Instead of talking about what I don't have, I'd much rather tell about the people who have helped us already. First our family, my sisters, parents, grandparents, numerous cousins, aunts, and uncles have all been there for us in once way or another over the last 4 1/2 years. They gave bought us food, brought diapers, paid for gas, and offered me a chance to just take a nap. There have been friends of myself, my family, and friends of friends who have been willing to lend us a hand without me ever having to ask for it. The most touching of all have been the strangers who have come from no where to help us.

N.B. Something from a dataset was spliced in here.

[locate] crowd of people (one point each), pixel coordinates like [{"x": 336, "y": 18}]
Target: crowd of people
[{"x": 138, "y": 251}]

The last 6 months have been very hard on Maximus and by proxy the rest of us. There has been more than one time when I was down to my last dollar, diaper, can of soup and someone sends us a card or a package that helped us make it through for another few days. 

We, are not special. Our battle isn't any harder than any single mothers, or any family with a special needs child. We don't suffer more, sacrifice more, or go with less than countless other families in America. Our struggle is minimal compared to what families in other parts of the world face. Maximus has quality medical care by caring doctors. That is not a luxury that every child has. I try very hard to remind myself of what we DO have, not what we go without. I try and teach Maximus' brother and sisters that we truly are lucky to have a home, food, medical care, and freedom. 

I can't ask anyone to donate to my family. It doesn't seem right considering all that has already been given to us. I would feel horrible that my family is helped when others aren't. I realize that because I've made Maximus' battle one that can be followed by others, people feel compelled to encourage us in all sorts of ways. I write about our life as a form of therapy for myself, and for a sort of historical record of the extraordinary life of my baby boy. I know that Maxs life will be a beacon of hope to others one day. He is a miracle of science and of humanity. Right now, however, he just keeps going into the app store on my phone. 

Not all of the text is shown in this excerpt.